En mayo de 1987 pasé con mi mujer unos días en Moscú, entonces capital de la Unión Soviética. Eramos parte de la multitud de turistas que llegaban a la ciudad gracias a los vuelos baratos de Aeroflot, que incluían una estadía paga a la espera del avión que los depositara un Europa occidental. Era el principio de la perestroika y resultaba difícil darse cuenta de que algo estaba cambiando. La rigidez en el aeropuerto, el chofer espía, el gesto hostil de cada empleado del hotel debían estar allí desde los tiempos de Stalin. El mercado negro a la vista de todo el mundo y una nube de adolescentes en la plaza roja, desesperados por las zapatillas y las remeras de marca de los visitantes, eran las únicas señales en sentido contrario.
Fue tal vez aquel recuerdo el que me llevó a leer El viaje, un libro de Sergio Pitol que narra una visita a la URSS de Gorbachov un año antes, que incluyó Moscú, Leningrado, Ucrania y Georgia. Pitol descubre que lo que está ocurriendo es mucho más profundo, no sólo de lo que forasteros absolutos como nosotros podíamos apreciar, sino de lo que informaban las agencias de noticias y los organismos de inteligencia occidentales, que creían presenciar un simple giro gatopardista y sin consecuencias. Claro que Pitol no era un simple turista sino el embajador mexicano en Checoslovaquia y conocía cabalmente el país. Pitol es parte de una vieja tradición latinoamericana, la del artista-diplomático, muy común en Chile (Neruda, Edwards) y, sobre todo, en México donde no sólo Amado Nervo, Alfonso Reyes y Octavio Paz representaron a su país en su momento, sino también Carlos Fuentes y Juan Villoro en épocas más recientes.

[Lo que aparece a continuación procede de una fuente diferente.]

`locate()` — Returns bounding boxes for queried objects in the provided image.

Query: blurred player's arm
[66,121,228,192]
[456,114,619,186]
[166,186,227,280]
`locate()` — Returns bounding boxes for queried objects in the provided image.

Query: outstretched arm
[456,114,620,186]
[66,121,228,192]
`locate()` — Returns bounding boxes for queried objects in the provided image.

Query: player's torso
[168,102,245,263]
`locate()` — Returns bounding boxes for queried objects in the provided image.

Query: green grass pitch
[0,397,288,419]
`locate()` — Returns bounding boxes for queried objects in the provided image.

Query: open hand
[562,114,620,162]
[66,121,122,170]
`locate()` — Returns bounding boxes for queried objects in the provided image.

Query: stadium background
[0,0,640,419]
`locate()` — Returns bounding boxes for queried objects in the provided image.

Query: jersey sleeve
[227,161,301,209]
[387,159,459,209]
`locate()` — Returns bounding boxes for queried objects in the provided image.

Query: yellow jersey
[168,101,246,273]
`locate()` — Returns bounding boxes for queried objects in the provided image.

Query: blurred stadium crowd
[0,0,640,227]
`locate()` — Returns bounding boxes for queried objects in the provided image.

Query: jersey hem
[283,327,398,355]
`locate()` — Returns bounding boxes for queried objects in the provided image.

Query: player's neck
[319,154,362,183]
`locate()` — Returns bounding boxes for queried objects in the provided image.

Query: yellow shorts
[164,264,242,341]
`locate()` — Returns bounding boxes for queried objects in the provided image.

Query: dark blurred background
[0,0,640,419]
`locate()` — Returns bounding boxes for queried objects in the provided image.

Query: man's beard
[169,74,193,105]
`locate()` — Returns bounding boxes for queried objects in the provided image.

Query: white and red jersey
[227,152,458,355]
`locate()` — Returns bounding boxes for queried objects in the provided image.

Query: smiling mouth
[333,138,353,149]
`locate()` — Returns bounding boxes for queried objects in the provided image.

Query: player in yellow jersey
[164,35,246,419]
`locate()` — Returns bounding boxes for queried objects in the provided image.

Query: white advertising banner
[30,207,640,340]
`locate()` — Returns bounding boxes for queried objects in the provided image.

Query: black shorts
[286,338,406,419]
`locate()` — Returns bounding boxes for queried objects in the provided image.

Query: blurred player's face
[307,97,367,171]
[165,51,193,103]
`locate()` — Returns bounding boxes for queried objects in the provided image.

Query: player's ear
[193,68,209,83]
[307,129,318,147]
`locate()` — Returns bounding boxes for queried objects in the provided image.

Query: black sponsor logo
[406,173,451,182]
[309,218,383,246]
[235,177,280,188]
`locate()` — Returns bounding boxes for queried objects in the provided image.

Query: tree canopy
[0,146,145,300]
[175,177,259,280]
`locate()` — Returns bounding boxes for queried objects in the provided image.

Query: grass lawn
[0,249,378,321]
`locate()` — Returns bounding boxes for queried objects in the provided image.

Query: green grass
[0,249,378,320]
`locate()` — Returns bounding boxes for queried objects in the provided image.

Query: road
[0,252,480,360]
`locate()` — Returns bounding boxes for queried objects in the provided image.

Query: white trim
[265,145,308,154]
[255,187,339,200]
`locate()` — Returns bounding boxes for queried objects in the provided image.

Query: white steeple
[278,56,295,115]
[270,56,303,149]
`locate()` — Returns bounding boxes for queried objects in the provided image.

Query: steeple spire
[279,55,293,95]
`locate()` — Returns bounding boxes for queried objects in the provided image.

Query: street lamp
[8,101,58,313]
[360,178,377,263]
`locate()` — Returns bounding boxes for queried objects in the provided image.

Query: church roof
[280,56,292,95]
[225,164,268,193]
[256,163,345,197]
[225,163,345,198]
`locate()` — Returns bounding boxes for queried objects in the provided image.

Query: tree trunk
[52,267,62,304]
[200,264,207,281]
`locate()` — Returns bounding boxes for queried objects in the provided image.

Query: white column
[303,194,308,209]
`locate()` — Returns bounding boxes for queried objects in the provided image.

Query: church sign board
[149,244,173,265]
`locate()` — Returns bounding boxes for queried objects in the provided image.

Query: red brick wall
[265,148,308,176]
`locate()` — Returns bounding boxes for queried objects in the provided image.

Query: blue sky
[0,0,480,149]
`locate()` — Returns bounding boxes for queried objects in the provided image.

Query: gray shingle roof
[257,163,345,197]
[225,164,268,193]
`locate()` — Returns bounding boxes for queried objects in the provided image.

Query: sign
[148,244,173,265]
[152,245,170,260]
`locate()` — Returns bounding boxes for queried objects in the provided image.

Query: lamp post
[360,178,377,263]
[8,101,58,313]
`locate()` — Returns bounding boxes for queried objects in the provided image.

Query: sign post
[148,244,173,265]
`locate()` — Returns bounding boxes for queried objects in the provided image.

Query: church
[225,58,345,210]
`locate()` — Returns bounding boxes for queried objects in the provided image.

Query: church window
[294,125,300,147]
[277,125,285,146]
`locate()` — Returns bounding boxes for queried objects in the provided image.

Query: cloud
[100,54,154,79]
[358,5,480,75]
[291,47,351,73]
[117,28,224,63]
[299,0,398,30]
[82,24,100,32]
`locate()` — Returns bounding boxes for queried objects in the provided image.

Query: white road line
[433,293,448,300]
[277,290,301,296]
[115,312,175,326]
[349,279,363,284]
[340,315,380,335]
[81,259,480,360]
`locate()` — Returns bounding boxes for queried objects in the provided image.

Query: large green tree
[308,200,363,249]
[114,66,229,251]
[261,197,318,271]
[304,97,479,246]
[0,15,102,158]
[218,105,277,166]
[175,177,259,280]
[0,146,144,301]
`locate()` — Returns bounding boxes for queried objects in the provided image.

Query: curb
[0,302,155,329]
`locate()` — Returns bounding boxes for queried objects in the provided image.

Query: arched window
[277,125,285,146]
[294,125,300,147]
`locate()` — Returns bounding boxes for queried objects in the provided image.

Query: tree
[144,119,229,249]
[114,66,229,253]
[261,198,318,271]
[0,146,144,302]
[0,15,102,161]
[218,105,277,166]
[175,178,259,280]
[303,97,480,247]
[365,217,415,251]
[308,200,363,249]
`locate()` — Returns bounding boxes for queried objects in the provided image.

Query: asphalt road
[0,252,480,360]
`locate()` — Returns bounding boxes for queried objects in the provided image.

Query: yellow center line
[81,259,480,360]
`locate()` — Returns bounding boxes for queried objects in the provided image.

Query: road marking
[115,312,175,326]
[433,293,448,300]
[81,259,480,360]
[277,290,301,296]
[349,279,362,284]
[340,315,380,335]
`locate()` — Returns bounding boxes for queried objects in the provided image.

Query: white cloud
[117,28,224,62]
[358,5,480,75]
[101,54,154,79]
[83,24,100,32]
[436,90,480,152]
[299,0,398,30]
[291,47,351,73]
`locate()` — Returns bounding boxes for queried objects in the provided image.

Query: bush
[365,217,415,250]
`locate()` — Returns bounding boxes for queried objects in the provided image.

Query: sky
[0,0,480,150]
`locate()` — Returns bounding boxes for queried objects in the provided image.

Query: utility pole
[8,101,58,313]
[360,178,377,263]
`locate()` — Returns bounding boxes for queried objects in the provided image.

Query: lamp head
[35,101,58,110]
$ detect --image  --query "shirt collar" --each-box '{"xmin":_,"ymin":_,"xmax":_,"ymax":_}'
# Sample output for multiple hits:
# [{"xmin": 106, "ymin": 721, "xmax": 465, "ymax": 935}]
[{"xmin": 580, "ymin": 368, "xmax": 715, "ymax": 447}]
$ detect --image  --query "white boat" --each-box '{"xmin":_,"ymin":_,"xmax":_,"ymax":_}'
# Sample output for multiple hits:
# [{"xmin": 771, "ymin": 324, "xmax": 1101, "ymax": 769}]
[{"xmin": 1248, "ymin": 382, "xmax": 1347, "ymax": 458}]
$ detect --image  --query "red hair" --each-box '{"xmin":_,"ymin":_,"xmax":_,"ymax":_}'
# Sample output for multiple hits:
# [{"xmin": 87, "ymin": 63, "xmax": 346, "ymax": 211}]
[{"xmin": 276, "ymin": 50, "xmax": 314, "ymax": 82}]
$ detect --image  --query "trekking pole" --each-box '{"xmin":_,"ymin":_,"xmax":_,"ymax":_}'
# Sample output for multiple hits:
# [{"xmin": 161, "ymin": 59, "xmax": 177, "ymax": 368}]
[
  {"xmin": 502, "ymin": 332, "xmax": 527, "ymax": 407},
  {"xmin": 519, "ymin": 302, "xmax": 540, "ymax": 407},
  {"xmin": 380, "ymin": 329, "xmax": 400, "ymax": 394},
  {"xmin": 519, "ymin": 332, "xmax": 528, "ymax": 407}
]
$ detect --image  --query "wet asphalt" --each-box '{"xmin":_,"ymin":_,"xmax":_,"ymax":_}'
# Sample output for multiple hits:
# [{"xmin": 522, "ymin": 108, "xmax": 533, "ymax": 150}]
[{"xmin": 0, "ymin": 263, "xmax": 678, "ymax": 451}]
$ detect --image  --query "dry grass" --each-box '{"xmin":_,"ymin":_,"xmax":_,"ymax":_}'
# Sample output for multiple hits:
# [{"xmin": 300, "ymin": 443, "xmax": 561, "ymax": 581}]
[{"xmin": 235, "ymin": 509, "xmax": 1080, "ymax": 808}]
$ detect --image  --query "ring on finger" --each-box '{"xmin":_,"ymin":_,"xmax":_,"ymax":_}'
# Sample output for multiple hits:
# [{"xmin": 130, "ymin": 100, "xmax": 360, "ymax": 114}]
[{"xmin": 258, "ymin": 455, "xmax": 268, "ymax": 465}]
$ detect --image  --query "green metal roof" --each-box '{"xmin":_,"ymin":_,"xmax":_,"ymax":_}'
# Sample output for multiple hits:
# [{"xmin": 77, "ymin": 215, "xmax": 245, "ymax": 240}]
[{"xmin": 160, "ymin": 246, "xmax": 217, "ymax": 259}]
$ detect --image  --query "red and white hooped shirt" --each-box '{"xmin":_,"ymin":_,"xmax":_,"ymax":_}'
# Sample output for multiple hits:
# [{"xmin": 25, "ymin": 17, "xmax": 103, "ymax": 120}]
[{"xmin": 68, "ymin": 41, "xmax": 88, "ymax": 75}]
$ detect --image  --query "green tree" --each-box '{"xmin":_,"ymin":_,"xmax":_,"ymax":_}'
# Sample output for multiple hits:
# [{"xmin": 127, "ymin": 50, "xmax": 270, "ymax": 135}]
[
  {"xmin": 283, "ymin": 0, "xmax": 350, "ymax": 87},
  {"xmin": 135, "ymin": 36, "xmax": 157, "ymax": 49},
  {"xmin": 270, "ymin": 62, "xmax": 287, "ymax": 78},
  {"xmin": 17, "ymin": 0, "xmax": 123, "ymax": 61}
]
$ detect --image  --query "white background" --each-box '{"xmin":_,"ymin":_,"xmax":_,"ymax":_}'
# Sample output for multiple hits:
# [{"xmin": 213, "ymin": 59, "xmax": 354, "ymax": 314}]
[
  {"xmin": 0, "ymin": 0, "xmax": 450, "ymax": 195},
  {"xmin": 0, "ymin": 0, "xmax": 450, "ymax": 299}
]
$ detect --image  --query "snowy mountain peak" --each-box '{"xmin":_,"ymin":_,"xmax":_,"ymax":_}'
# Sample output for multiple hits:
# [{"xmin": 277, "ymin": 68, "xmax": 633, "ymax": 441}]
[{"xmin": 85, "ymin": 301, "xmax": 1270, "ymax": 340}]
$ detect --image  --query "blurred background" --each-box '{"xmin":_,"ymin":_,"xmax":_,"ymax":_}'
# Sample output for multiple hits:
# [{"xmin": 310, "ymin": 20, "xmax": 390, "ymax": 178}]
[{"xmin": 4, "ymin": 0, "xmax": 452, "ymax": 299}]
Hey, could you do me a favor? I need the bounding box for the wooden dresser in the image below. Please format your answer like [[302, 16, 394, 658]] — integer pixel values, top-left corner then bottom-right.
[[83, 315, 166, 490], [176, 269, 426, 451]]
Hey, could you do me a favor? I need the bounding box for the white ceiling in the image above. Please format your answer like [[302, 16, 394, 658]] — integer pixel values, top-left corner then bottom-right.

Pitol, que nació en 1933 y ganó el premio Cervantes en 2005, tuvo una larga carrera diplomática –de 1960 a 1988– que incluyó la agregaduría cultural en Roma, Belgrado, Varsovia, París, Pekín, Budapest, Moscú y Barcelona. En esos años escribió varias novelas y tradujo a Conrad, Austen, Nabokov, James, Lowry, Chéjov y Gombrowikcz, entre otros. Al mismo tiempo, desarrolló un gran interés por la literatura rusa, desde Pushkin hasta la era soviética. Las páginas más brillantes de El viaje son las que narran la historia de la poeta Marina Tsvietáieva y la truculenta tragedia que terminó en su suicidio. El lector imagina en Pitol a un circunspecto diplomático mexicano, menos apasionado por su discreta vida sexual que por los tormentos del alma rusa en todas sus épocas. El viaje, un libro que combina la crónica con el ensayo y la ficción, es también el relato de la génesis de Domar a la divina garza, la novela que Pitol escribirá a continuación inspirado en las teorías de Bajtin, la obra de Gogol y la cultura georgiana de los excrementos.
En medio de la lectura de Pitol, pasan por casa Laura Crespi y Francisco Garamona, responsables de la editorial Mansalva. Nos traen Los libros de la guerra, una enorme recopilación de artículos de Rodolfo Fogwill que acaba de aparecer. Mientras conversamos, hojeo el libro y descubro que, en el primer artículo, Fogwill cuenta que está en la cárcel, preso por un delito común. Unas páginas más adelante, informa que lee poquísimos libros. Me divierte mucho el contraste entre el mundo Pitol y el mundo Fogwill, entre un escritor al que le gusta encapsular su vida en la respetabilidad del literato y otro que prefiere dar de sí mismo la imagen del reo. En un momento de la charla, surge el nombre de un escritor argentino que declara preferir a Nabokov entre todos sus colegas. Garamona protesta contra la herejía y, después de citar a Lamborghini y Aira, pronuncia una frase memorable: “Hay que cultivar nuestras propias tradiciones”. Fascista, le digo para provocarlo, pero no se inmuta. Me ilumino y comprendo que la literatura argentina, desde El matadero hasta hoy, parte de la premisa de que nuestros infiernos son los únicos infiernos de primera categoría. Los rusos son de palo.